He wasn’t a weird guy restocking yogurt with sad graveyard-shift coworkers at Safeway. He was captain of a team of guys who would fight for him. They’d been like family to him, and he’d shut them out.

Vodka soaked David’s brain. A fuzzy warmth dulled his senses. He made a grab for the vodka bottle. It bounced out of his hand and skittered across the counter. Alan brought his fist down hard and crushed the bottle.

“Killed it!” he said. “C’mon. There’s a keg outside. The rest of the team’s out there too… in case you’re planning on any big announcements.”

David looked at Alan, confused, “What are you talking about?”

“I don’t know,” Alan said. “I just thought maybe if you’re back, like old times… then you’re back. You know?” Back? Like back on the team? For the first time in a long time, that sounded… really good. “Yeah,” David said. “What the hell. I’m back.”

Alan punched David, jaw agape.

“You’ll come to practice on Monday morning? For real?” Alan said.

“I’ll be there,” David said. He suddenly swelled with strength just by saying it. Why couldn’t he do it again?

Alan raised both fists in the air, “Yes!” He grabbed David by the sleeve and pulled him away from the counter. “You gotta let me break the news!”

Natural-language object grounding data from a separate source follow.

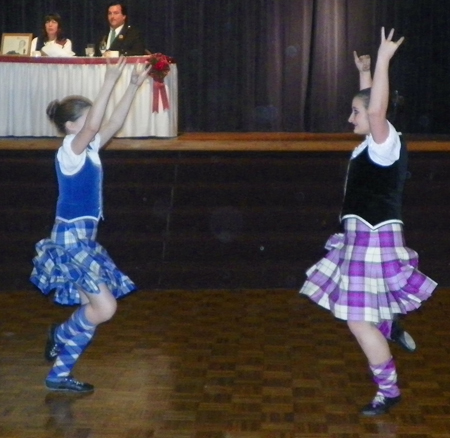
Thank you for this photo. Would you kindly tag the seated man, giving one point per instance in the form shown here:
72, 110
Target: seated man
126, 40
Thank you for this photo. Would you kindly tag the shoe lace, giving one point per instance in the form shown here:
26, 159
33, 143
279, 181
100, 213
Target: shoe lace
379, 399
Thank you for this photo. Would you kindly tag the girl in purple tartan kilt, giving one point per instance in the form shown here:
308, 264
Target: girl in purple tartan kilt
70, 262
369, 277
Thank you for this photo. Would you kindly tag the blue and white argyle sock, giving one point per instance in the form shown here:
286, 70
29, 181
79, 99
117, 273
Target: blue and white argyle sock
77, 332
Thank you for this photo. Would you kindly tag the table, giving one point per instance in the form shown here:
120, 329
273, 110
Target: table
28, 84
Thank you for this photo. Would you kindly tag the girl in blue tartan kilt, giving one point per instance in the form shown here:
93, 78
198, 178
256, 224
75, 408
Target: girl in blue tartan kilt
70, 262
369, 277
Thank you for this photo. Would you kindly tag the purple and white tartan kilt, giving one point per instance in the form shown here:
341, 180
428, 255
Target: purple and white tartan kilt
71, 259
368, 275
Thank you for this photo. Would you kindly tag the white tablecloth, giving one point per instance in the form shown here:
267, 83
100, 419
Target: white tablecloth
27, 85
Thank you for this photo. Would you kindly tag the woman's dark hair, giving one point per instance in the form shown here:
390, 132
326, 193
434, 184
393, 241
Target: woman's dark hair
53, 17
123, 7
364, 95
67, 110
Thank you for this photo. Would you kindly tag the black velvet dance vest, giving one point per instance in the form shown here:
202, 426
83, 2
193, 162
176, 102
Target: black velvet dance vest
374, 192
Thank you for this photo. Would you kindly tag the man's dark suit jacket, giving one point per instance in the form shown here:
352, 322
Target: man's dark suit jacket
129, 42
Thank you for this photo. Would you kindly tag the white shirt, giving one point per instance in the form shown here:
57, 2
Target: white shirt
385, 153
69, 162
117, 31
53, 49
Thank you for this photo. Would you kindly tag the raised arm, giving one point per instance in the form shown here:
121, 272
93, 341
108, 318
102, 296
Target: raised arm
97, 111
138, 75
379, 96
363, 65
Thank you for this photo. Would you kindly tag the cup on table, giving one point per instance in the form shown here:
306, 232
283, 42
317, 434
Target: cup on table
90, 50
111, 54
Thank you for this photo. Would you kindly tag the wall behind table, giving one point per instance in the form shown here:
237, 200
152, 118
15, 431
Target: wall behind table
269, 65
193, 220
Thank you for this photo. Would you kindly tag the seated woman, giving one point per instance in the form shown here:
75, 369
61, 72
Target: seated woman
52, 41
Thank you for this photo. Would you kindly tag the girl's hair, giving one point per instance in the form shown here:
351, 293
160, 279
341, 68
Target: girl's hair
56, 17
67, 110
364, 95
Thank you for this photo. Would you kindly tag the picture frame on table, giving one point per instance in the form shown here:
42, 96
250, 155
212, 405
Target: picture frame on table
18, 44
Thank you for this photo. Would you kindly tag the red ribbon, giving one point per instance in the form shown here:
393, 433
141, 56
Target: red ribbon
159, 90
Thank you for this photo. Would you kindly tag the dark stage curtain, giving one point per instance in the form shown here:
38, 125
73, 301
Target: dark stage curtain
275, 65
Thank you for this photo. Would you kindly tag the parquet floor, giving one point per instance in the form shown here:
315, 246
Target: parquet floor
219, 364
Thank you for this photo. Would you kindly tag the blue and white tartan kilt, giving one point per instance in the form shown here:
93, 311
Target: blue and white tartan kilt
71, 260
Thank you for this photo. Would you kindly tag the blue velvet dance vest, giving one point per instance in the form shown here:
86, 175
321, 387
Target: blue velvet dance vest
374, 192
80, 195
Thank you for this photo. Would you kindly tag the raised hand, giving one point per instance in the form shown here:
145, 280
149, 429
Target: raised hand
139, 73
362, 62
387, 46
113, 71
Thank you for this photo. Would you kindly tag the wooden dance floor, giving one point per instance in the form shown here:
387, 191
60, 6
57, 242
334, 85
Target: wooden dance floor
219, 364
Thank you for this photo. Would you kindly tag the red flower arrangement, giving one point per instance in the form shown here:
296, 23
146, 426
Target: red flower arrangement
160, 66
159, 69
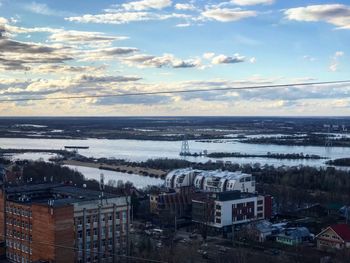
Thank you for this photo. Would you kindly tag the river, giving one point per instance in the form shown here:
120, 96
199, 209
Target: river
140, 150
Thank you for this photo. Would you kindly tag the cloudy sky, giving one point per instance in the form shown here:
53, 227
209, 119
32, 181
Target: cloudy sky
54, 48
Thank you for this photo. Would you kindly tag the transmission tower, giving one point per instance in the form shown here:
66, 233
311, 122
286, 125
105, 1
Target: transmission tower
328, 140
185, 148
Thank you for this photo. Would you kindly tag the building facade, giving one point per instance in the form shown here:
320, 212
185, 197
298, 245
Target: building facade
59, 223
225, 209
210, 181
334, 237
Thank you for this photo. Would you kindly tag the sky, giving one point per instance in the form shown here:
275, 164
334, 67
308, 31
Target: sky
55, 48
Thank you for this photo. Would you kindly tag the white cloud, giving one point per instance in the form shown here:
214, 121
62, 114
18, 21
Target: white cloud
83, 37
147, 4
186, 7
43, 9
208, 55
334, 66
123, 17
252, 60
309, 58
339, 54
223, 59
166, 60
252, 2
183, 25
227, 14
335, 14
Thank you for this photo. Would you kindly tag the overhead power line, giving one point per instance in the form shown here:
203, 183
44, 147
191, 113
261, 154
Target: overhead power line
174, 91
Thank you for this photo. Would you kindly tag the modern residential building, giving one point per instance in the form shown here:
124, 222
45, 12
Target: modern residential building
172, 202
211, 181
334, 237
293, 236
222, 210
62, 223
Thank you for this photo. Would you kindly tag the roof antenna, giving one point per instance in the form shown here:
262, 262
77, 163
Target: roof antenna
102, 185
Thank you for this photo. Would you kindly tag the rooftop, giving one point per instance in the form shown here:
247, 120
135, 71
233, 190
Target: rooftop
53, 194
343, 230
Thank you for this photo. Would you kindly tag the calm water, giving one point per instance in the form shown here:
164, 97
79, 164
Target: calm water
138, 180
138, 150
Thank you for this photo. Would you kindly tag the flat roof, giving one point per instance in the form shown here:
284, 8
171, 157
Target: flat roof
60, 194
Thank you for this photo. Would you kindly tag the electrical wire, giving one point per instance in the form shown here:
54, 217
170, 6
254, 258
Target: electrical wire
174, 91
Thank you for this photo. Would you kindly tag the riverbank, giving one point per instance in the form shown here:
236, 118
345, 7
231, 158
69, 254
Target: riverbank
279, 156
124, 168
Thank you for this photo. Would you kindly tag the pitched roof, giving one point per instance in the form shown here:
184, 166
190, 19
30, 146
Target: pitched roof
343, 230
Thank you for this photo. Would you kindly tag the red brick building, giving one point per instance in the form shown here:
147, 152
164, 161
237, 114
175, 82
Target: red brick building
334, 237
59, 223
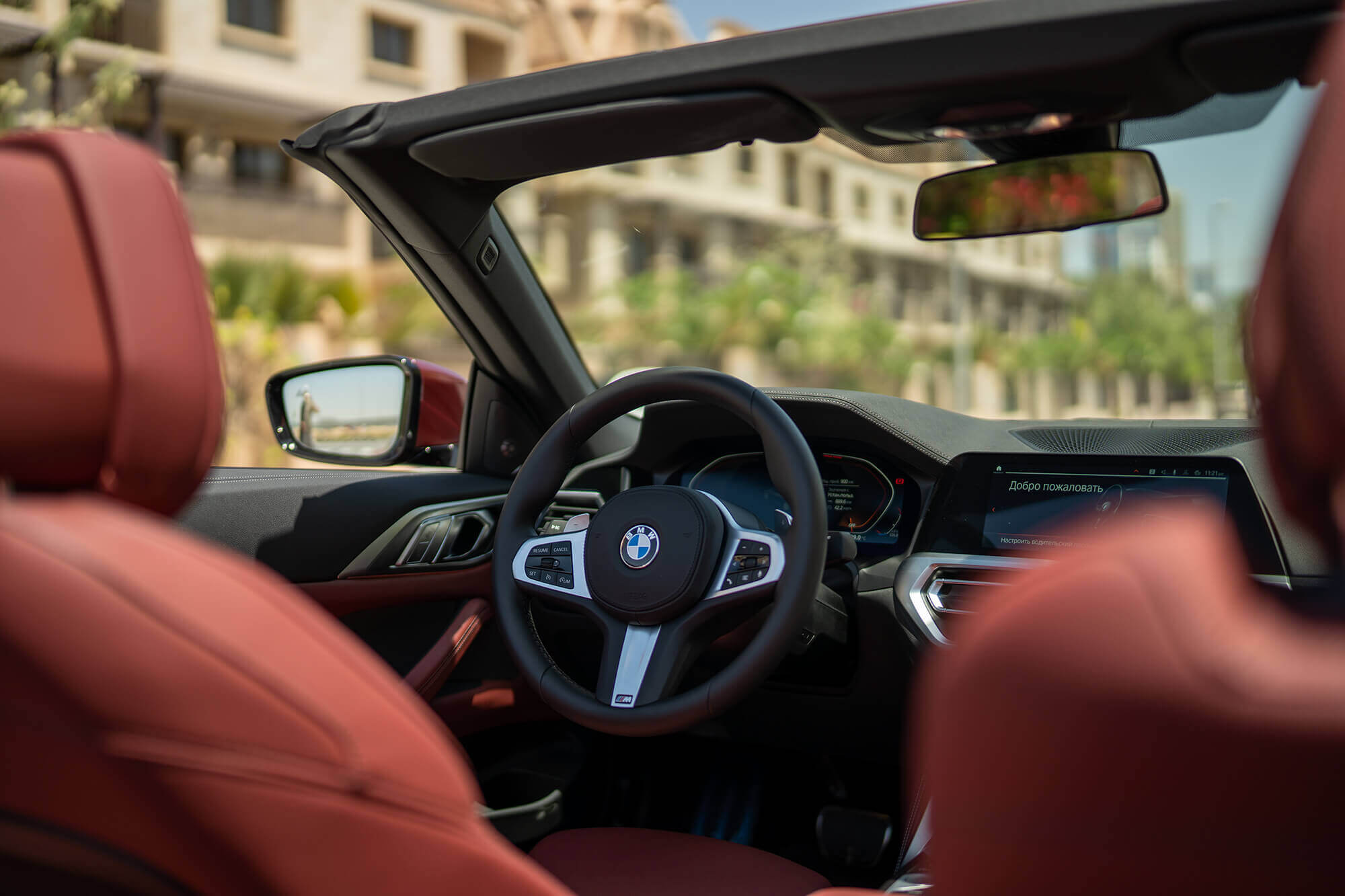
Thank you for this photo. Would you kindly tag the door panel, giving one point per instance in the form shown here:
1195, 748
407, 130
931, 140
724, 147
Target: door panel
344, 537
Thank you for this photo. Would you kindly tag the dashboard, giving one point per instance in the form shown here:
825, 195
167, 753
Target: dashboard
944, 509
871, 499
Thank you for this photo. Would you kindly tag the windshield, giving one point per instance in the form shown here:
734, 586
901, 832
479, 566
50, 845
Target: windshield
796, 266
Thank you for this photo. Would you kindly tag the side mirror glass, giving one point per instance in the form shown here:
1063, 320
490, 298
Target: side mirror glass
371, 412
1056, 193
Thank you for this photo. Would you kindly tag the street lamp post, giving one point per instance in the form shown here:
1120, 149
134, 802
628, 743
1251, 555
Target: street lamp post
1222, 362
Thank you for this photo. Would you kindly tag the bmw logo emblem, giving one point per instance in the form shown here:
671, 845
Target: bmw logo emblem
640, 546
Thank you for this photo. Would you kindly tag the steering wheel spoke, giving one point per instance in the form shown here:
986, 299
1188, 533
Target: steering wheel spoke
753, 563
664, 571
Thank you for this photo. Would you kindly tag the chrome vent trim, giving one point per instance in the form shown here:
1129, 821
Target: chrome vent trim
925, 583
922, 584
372, 561
570, 503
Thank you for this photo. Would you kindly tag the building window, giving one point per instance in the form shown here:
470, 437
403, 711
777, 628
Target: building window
825, 205
259, 15
484, 58
260, 165
392, 42
861, 202
747, 163
790, 179
379, 245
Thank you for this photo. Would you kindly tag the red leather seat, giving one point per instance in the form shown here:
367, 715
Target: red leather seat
170, 712
1141, 719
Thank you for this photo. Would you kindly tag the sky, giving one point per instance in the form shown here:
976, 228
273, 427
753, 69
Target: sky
1238, 179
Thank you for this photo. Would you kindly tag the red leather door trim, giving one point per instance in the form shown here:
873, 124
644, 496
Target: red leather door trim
430, 674
365, 592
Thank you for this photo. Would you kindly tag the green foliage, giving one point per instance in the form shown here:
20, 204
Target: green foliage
809, 323
408, 321
275, 291
28, 106
800, 317
1126, 322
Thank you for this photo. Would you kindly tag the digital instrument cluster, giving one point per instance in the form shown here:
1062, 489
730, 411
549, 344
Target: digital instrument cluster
875, 506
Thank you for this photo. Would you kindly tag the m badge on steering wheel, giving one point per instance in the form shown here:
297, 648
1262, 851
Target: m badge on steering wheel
640, 546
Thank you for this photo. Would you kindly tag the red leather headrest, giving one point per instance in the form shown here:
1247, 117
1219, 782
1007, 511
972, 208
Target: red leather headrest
1297, 325
108, 358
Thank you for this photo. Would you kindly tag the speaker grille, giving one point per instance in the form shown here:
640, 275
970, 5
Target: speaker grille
1135, 440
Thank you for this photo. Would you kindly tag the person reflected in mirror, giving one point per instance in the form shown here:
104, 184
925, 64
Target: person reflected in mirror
307, 408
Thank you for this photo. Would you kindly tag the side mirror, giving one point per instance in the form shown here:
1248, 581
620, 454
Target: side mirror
1058, 193
373, 412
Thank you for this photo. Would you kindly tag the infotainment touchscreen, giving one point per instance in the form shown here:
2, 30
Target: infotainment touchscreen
1030, 507
1036, 503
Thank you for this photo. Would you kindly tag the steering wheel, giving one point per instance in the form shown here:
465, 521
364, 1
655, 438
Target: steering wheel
660, 569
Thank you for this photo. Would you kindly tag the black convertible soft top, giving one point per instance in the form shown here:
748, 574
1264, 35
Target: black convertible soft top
428, 170
874, 81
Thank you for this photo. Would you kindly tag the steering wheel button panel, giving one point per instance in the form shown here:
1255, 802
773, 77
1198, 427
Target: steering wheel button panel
553, 564
758, 560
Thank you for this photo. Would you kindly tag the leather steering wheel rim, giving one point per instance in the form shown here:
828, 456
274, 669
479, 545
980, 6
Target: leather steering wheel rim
794, 473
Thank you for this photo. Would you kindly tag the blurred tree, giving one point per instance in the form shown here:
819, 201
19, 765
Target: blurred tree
29, 104
276, 290
1128, 322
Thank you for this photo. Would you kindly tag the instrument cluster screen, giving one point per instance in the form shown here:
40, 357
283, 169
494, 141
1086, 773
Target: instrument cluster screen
861, 498
1034, 509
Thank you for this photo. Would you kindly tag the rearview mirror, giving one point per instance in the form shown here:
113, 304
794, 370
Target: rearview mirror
1058, 193
372, 412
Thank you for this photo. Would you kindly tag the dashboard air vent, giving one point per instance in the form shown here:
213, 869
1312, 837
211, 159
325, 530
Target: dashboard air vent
567, 505
937, 588
1135, 440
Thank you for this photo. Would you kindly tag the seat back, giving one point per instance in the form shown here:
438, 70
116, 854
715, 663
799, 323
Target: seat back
166, 704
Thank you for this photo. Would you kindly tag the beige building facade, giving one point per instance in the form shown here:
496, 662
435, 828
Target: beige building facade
223, 81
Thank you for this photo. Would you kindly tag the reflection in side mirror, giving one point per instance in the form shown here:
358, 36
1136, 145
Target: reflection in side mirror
372, 412
353, 412
1058, 193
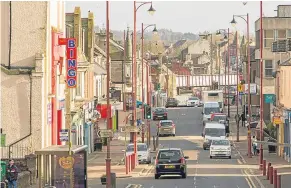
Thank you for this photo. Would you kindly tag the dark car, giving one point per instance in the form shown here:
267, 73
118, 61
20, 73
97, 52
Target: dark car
170, 161
160, 113
171, 102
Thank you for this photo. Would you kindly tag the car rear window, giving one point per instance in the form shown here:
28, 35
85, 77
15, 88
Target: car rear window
169, 154
166, 124
159, 109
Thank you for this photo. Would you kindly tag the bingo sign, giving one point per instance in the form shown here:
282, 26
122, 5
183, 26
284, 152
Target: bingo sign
71, 65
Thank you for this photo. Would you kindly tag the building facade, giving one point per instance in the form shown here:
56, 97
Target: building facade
31, 71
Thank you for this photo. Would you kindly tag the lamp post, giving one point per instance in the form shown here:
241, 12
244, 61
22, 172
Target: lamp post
226, 38
211, 53
142, 77
108, 159
246, 19
151, 11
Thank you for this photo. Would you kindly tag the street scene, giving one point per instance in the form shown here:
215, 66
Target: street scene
145, 94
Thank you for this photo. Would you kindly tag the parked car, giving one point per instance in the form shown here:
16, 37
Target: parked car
193, 101
220, 148
171, 102
170, 161
143, 152
166, 127
160, 113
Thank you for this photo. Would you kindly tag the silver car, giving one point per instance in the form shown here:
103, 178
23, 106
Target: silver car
143, 152
166, 127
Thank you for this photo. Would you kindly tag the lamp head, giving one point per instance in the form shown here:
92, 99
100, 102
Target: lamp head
151, 10
233, 22
155, 31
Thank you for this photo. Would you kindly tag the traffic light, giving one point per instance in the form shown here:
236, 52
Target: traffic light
148, 112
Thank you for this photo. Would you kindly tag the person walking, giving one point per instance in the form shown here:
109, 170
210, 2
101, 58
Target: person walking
255, 144
12, 174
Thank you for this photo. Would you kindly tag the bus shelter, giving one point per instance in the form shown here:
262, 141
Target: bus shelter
56, 168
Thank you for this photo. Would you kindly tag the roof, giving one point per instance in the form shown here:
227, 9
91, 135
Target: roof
214, 125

David followed Alan through the warm forest of bodies, toward the sliding glass doors to the backyard. Alan saw someone he knew, and he stopped to lock the dude in a bear hug. David didn’t pay attention to who it was; he was looking at Sam.

Half the football team stood around the deck as Sam hazed a younger teammate, forcing the kid to chug a beer. He tripped the kid, making him flop face-first onto the ground. Some of the team laughed, and Sam’s face transformed at the sound of it. He had the delighted expression of a child receiving a surprise present. As the kid tried to get up, Sam pushed him back down again with his foot. Sam looked to the team for a bigger reaction. Fewer of them laughed this time. Sam snapped at the kid to get up as if it were the kid on the ground’s fault that the gag didn’t land a second time.

David remembered when Sam was the one being hazed.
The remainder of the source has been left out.